Tid-Bit 11 - Making a Burnisher
Burnisher 101
How to make your own
Thinking about burnishers brings to mind one of my first MART’s. Never had I imagined there would be so many specialized tools for working on clocks and watches. And, while I had no idea what-so-ever what burnishing was all about, one savvy table holder made it clear that you had to have a burnisher if you ever wanted to work on clocks. I still have that burnisher, and several others that are similar - you just can’t have too many tools - especially ones as important as burnishers! Not that I knew how to use them, even when I was buying numbers two, three, and, well, you get the idea. If you would like to learn more about such burnishers I highly recommend David LaBounty’s article in the June 2006 NAWCC Bulletin, starting on page 323.
When I read David’s article I was struck by his statement “A true test of skill is burnishing a pivot by hand. It takes many hours of practice and frustration just to become moderately proficient and years before the task becomes routine.” Having tried to use commercial burnishers on the pivots in the clocks I love (Vienna Regulators), I can understand his comment. It is sort of like trying to drive a small nail with a 6 pound sledge hammer. My first MART find, and burnishers like it, is the reason it is so important for you to make your own burnisher.
Figure 1 gives a side-by-side comparison of three burnishers - the top two are commercially made, the bottom one is the burnisher handed down to me by my mentor, Ray Ashcraft.
Figure 2 – Elgin Sapphire Burnishers
The bottom burnisher in Figure 2 has had a part of the pivot file (on the right hand end) broken off – both the Elgins and the commercial burnishers in Figure 1 have files at one of the burnisher. I find both the files on the steel burnishers and the aluminum oxide slip (pivot file) on the Elgin burnisher to be very coarse, only appropriate for the initial flattening of a very badly damaged pivot. Most of my pivot restoration work involves the use of hard Arkansas slips – as discussed in my first Tid-Bit (NAWCC Bulletin – “Got Stones”, October, 2009).

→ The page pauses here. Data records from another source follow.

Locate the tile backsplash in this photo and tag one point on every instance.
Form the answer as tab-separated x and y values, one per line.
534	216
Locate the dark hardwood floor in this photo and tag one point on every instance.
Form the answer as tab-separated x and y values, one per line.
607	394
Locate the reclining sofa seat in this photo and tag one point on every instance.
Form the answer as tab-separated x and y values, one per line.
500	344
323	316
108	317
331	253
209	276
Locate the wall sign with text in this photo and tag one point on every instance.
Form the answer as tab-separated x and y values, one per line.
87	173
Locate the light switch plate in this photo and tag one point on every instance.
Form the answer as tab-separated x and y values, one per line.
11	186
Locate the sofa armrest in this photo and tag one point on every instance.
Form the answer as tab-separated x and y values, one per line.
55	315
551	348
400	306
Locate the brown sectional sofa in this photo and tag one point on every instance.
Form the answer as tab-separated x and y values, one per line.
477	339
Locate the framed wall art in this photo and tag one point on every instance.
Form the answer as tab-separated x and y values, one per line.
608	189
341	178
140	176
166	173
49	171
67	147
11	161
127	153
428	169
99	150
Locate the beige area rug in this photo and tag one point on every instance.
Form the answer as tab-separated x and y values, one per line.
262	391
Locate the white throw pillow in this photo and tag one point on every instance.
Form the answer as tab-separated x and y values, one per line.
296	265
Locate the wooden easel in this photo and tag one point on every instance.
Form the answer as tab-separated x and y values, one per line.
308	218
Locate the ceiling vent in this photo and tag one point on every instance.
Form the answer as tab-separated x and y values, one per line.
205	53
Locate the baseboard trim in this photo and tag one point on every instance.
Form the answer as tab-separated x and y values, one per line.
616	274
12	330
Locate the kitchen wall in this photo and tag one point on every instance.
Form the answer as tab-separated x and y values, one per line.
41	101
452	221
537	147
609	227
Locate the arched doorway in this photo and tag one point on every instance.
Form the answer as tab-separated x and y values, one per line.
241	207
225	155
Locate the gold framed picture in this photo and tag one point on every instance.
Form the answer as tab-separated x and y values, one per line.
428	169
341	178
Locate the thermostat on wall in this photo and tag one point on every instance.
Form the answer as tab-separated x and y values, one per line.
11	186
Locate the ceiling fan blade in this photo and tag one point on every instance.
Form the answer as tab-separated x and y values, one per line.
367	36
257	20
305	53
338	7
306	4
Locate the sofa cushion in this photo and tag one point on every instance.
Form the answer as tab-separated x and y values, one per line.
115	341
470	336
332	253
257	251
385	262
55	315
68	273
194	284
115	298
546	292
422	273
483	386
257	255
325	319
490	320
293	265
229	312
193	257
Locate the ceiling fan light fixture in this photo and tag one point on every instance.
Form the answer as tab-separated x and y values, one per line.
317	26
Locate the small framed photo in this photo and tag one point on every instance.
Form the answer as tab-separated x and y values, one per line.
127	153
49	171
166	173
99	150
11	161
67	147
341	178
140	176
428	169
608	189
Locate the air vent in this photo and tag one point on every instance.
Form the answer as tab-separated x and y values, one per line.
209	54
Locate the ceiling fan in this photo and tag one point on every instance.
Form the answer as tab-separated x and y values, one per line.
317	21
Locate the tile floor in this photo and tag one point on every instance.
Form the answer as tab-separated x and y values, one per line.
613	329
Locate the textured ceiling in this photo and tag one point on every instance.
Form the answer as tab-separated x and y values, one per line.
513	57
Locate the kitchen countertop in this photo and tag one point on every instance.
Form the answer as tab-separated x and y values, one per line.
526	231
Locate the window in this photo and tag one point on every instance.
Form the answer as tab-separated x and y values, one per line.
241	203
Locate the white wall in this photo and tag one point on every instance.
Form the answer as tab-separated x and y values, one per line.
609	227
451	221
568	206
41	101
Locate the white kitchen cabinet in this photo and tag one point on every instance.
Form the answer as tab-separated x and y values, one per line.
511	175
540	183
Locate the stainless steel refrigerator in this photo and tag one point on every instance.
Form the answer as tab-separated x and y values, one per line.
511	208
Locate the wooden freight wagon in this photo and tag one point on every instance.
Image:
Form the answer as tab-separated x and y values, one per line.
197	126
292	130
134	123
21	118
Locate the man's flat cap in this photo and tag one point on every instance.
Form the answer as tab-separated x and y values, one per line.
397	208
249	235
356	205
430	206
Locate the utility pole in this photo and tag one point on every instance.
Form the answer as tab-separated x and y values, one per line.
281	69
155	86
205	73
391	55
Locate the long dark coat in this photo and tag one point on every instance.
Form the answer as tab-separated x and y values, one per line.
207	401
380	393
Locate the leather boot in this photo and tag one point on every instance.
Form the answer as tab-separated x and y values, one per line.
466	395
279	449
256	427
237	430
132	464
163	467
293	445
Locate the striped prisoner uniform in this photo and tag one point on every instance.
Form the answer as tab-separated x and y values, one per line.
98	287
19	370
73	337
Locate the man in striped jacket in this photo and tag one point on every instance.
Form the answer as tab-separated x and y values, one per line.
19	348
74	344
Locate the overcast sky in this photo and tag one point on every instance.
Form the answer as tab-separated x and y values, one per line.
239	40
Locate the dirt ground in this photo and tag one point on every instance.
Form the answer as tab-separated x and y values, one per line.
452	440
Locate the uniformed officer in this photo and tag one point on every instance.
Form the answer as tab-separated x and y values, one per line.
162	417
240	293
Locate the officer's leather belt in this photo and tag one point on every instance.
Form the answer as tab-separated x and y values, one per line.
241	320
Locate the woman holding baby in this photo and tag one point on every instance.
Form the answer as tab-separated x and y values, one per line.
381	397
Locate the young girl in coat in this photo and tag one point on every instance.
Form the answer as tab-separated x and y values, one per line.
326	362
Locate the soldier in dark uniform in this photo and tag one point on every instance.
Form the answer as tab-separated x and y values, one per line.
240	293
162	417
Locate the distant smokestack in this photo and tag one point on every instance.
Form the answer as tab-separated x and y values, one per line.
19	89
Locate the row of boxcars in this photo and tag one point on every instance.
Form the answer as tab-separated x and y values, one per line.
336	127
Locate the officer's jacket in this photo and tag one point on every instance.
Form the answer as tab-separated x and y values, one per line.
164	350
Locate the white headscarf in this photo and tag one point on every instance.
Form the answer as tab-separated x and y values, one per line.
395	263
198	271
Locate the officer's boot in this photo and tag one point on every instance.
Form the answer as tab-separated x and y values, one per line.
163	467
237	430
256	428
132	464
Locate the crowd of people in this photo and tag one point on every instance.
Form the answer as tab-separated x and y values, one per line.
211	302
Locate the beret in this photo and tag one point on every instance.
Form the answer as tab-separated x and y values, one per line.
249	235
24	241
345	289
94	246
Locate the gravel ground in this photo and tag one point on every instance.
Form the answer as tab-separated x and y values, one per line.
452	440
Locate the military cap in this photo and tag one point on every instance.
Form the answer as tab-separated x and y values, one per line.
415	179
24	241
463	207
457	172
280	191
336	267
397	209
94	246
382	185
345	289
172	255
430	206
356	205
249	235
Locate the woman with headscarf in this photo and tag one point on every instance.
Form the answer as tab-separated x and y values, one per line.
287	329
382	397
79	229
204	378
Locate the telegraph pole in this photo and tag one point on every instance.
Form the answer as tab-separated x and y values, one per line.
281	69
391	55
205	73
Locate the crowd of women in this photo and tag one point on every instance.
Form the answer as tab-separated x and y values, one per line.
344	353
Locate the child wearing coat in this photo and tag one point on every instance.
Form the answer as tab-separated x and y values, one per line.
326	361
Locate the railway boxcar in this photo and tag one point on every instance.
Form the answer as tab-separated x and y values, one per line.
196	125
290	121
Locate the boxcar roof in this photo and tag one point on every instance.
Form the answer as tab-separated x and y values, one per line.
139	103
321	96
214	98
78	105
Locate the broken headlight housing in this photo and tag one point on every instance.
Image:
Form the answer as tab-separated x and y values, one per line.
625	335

Whilst too small for most clock work, the Elgin sapphire burnishers are perfect for watch work, and very appropriate for the smallest pivots in very fine clock mechanisms.

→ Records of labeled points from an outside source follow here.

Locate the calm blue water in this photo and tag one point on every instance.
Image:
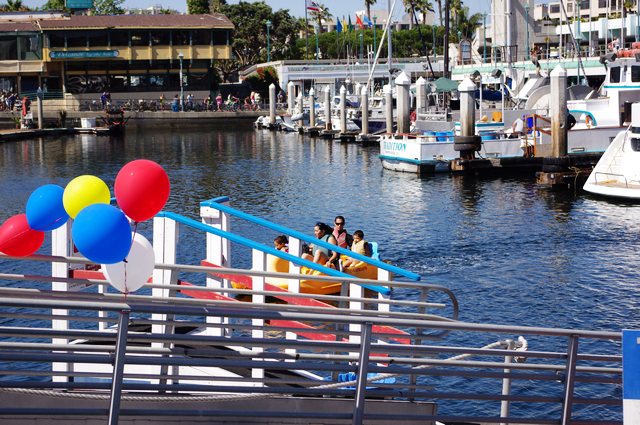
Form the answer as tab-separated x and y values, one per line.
512	253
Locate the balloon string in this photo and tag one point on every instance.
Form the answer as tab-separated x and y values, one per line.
135	230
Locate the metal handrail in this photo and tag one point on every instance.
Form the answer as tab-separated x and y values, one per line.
216	203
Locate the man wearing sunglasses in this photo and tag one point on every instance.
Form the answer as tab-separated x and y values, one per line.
343	238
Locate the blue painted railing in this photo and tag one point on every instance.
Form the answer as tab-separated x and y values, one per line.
266	249
216	203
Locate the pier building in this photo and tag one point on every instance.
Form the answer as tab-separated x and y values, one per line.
74	58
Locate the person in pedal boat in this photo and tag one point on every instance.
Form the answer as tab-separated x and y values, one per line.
322	255
343	238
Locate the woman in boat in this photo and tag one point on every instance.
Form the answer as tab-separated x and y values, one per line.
359	246
322	255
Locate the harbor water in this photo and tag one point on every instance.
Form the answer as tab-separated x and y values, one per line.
511	252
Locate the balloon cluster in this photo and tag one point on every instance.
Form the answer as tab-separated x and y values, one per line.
101	232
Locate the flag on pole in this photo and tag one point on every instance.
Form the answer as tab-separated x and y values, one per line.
312	5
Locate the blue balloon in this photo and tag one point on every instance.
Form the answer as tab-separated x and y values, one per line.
45	210
102	234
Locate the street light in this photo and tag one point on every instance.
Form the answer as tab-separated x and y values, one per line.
181	56
526	9
484	30
268	23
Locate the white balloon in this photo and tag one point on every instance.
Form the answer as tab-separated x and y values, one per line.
131	274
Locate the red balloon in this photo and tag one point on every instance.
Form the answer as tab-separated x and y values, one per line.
17	239
142	189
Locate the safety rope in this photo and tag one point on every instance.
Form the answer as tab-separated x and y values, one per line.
521	345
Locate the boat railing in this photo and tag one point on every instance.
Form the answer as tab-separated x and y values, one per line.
254	370
602	173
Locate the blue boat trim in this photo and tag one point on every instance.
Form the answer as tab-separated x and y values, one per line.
213	203
263	248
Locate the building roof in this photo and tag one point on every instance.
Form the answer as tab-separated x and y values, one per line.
79	22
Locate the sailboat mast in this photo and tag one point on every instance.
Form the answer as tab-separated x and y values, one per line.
446	39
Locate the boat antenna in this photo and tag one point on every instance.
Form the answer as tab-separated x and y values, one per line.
386	28
576	46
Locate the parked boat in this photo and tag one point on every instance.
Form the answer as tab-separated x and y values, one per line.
617	173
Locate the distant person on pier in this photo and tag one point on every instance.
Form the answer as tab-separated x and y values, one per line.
343	238
517	128
320	254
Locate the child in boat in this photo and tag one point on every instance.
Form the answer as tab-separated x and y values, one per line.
281	243
359	246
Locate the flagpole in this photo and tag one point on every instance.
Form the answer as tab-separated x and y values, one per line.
306	30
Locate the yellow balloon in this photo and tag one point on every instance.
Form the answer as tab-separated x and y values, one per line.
84	191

Ray Ashcraft, a retired railroad watch inspector, used burnishers to restore both clock and watch pivots. Fortunately he was not one to just accept the tools handed to him – he spent most of his career trying to make the best burnisher possible. Each time I pick up the burnisher he passed on to me I am reminded of his efforts – not to mention when I open my burnisher drawer and see perhaps 15 other examples that were not quite as good. With a lead-up like this you are probably beginning to think that making a burnisher is quite daunting, and well beyond the capabilities of a novice clock or watch restorer. Hopefully this article will disabuse you of that notion.
Size Matters
Not to long ago I was reading an excellent article on moving pivots when assembling a mechanism (Some Thoughts on Pivot Locator Hooks - Bulletin Article 4/2010, pg 186). The author presented a number of examples of hooks and pushers that can be used to move pivots around when trying to get them to slip into their appropriate holes. I bring this up because I think it is an excellent lead-in for discussing why size matters in things like burnishers.
An experienced craftsman can do phenomenal work with tools that only serve to expose a mere mortal’s lack of skill. When dealing with fine pivots in Viennese or perhaps French movements, it doesn’t take much pressure to inadvertently bend, or even remove a pivot. Brings to mind a years-duration mechanism one of my customers tried to reassemble. Whilst he only bent 2 pivots using a pusher like the top one in Figure 3, well, that is still two too many.
At one point, after bending a pivot in a Vienna Regulator, I decided to make a pivot locator that would be a bit more forgiving. It is the second tool from the top in Figure 3.